On the Cornwall coast you find the inevitable mix of local goods combined with tourist memorabilia and every item of beach-ware you could possibly need. If you're looking for a bucket and spade you won't struggle, but for a full weekend of retail therapy, Cornwall is not exactly the worlds leading destination. That said, when you look around, there are some good boutiques and galleries and the small towns draw in high-end independent shops, rather than commercial, high-street giants. The result is quaint stores ideal for browsing and you'll find the time flying by as you wander around in the relaxed atmosphere that these settlements provide. Many places are specialist stores that offer something unique and well crafted, so if there is something very particular you need, this might be the place to search it out. For quality without the glare of big-name stores, Cornwall is a good spot, just make sure you don't waste all your time in the cheap beach-hut shops.

Things to Do

Tourism is Cornwall's biggest industry and, while in the summer it can somewhat overwhelm the charm of smaller villages, it is merely testament to the numerous attractions on this picturesque peninsula.

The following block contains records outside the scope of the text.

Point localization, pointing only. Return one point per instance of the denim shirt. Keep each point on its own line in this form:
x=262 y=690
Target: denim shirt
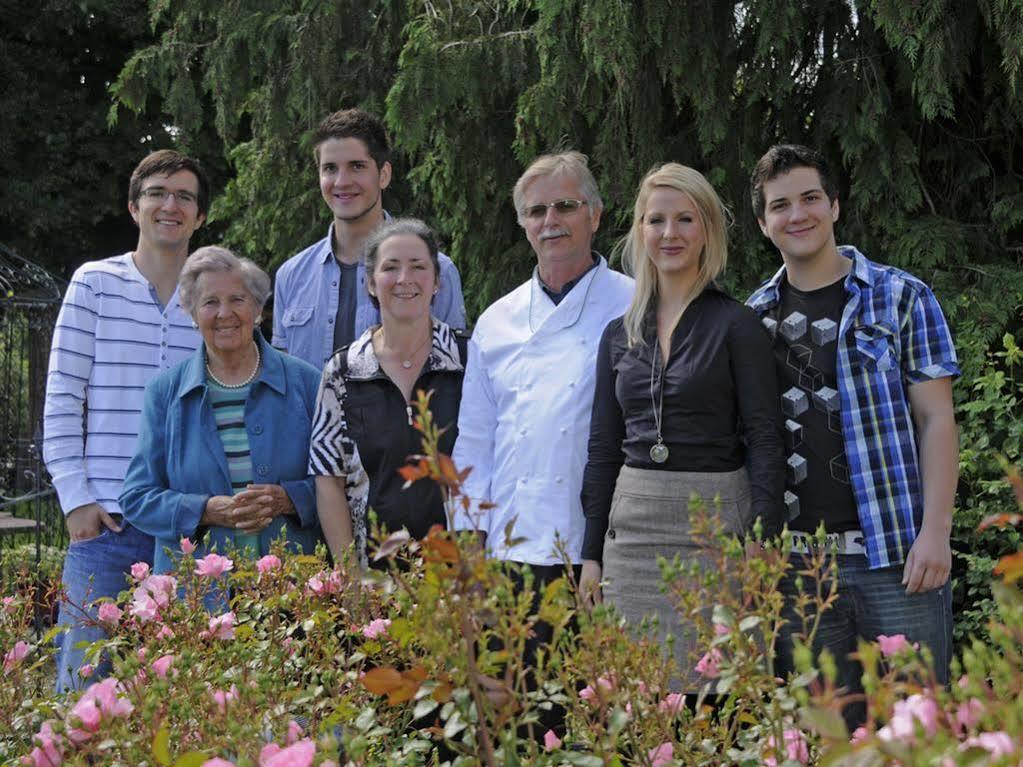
x=891 y=335
x=305 y=302
x=179 y=462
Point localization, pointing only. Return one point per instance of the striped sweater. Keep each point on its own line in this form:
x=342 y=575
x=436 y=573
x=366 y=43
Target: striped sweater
x=110 y=339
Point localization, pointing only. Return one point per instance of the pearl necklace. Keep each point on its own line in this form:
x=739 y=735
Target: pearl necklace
x=243 y=384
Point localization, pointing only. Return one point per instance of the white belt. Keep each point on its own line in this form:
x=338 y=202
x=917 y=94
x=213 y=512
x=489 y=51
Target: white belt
x=849 y=542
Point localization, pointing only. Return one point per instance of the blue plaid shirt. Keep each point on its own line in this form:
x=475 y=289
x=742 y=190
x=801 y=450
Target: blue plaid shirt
x=892 y=334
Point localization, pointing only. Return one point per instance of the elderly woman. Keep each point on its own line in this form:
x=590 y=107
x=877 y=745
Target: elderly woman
x=685 y=403
x=223 y=445
x=363 y=431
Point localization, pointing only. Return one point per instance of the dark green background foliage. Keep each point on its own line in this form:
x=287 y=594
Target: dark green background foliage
x=918 y=103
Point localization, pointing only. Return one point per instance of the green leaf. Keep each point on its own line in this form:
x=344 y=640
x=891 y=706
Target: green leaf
x=826 y=722
x=161 y=743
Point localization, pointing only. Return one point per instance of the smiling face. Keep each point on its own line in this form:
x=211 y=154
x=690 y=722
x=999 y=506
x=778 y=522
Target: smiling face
x=169 y=223
x=561 y=240
x=403 y=278
x=673 y=234
x=798 y=217
x=225 y=312
x=350 y=181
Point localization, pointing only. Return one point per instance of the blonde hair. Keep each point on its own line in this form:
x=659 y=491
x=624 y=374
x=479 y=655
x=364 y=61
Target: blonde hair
x=635 y=260
x=571 y=163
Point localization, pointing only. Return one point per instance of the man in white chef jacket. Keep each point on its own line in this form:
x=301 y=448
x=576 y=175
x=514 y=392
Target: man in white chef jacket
x=524 y=421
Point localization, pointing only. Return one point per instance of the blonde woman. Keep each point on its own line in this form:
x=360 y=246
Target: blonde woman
x=685 y=403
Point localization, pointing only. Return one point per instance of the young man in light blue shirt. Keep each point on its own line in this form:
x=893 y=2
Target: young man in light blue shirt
x=120 y=325
x=320 y=299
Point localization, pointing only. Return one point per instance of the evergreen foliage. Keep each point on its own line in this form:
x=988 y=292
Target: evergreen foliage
x=64 y=174
x=920 y=103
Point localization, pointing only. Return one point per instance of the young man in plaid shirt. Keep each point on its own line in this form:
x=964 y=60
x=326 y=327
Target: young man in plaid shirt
x=865 y=362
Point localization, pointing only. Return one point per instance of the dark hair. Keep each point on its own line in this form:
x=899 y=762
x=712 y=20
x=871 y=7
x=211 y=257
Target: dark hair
x=166 y=163
x=355 y=124
x=393 y=228
x=781 y=159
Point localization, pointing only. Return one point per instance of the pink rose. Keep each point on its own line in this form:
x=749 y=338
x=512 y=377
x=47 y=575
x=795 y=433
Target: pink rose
x=795 y=748
x=709 y=665
x=324 y=583
x=109 y=613
x=139 y=571
x=996 y=743
x=224 y=697
x=222 y=627
x=672 y=704
x=213 y=566
x=299 y=755
x=906 y=714
x=162 y=665
x=144 y=607
x=375 y=628
x=662 y=755
x=101 y=701
x=48 y=751
x=550 y=740
x=15 y=655
x=892 y=645
x=267 y=564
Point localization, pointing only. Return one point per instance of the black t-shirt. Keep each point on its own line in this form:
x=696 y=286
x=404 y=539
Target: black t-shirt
x=805 y=356
x=344 y=323
x=719 y=409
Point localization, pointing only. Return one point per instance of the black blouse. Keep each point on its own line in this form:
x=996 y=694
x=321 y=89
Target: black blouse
x=720 y=408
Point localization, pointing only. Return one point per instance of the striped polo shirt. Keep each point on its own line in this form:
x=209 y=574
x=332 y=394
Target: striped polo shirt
x=110 y=339
x=229 y=413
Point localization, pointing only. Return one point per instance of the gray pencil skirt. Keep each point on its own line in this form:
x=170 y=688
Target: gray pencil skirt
x=650 y=517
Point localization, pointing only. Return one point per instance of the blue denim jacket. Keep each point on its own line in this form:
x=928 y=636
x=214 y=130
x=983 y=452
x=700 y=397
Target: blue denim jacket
x=305 y=302
x=179 y=462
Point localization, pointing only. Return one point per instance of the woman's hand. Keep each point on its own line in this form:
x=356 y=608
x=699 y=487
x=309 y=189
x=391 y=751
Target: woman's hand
x=219 y=511
x=265 y=501
x=589 y=584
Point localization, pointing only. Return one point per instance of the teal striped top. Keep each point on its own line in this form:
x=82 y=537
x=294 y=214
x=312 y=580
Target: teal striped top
x=229 y=413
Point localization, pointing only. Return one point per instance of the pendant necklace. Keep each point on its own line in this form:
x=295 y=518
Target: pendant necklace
x=659 y=452
x=407 y=363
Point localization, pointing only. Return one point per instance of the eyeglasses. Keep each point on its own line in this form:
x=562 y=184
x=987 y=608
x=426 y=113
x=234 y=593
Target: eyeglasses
x=160 y=194
x=562 y=207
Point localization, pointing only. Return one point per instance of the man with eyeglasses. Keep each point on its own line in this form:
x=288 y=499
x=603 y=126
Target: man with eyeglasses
x=524 y=421
x=120 y=325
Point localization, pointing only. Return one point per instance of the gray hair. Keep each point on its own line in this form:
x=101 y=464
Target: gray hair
x=392 y=228
x=216 y=259
x=573 y=163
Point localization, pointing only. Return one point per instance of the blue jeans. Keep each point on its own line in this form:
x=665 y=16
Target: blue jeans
x=93 y=569
x=870 y=602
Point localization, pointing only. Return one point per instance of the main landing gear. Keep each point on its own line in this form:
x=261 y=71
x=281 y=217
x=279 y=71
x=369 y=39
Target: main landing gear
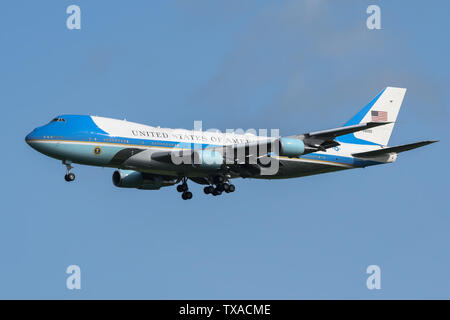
x=69 y=175
x=221 y=186
x=184 y=189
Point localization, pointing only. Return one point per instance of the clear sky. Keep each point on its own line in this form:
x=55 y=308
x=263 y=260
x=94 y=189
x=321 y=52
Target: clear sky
x=294 y=65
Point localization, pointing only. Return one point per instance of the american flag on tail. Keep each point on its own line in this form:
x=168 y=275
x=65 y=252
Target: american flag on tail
x=379 y=116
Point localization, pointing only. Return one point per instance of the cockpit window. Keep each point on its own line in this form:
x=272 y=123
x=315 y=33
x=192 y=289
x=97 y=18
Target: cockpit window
x=58 y=120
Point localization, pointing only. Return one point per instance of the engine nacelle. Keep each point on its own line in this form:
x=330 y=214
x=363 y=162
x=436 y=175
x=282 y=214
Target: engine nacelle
x=207 y=159
x=139 y=180
x=291 y=147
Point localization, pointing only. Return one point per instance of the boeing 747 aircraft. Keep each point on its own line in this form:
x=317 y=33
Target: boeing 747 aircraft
x=149 y=157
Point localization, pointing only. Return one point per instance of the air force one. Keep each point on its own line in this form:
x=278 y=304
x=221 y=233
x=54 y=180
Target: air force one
x=149 y=157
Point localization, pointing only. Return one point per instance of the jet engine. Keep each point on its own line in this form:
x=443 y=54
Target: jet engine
x=207 y=159
x=140 y=180
x=291 y=147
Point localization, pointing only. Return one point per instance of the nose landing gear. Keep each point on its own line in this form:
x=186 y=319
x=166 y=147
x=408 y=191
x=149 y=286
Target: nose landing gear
x=69 y=175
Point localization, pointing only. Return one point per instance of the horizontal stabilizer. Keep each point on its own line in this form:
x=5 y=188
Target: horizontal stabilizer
x=396 y=149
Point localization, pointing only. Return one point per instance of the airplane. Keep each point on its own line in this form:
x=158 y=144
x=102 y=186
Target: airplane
x=148 y=157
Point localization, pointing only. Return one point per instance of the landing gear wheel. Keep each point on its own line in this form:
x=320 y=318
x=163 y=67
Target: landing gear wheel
x=69 y=177
x=218 y=179
x=186 y=195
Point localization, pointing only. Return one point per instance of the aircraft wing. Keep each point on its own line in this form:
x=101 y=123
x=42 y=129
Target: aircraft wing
x=241 y=152
x=396 y=149
x=322 y=140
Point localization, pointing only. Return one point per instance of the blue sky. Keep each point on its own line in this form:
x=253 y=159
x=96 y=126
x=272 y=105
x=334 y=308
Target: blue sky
x=295 y=65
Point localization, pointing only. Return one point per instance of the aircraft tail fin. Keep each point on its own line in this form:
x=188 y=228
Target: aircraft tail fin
x=383 y=108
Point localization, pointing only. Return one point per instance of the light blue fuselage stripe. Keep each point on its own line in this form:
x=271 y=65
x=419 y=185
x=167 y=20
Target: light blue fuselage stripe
x=79 y=135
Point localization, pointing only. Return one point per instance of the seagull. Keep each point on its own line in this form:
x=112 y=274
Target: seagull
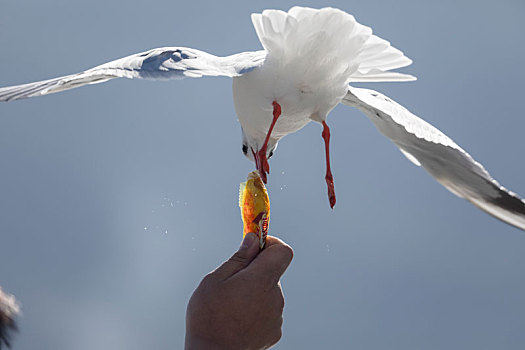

For most, of course, the coastline is the destination, the county proud to call itself the chief surfing centre of the UK. The best way to reach the quietest spots is along the South West Coast Path that takes in the truly jaw dropping scenery of cliffs, moorland and beaches. Beyond this famous coastline is a mix of towns and villages that host sites of interest, ranging from the National Maritime Museum and the Tate St. Ives to the Newquay Zoo and the high-profile Eden Project. From Penzance you can also take a ferry out to the Isles of Scilly, a spectacular cluster of islands that offer the perfect getaway from the crowds.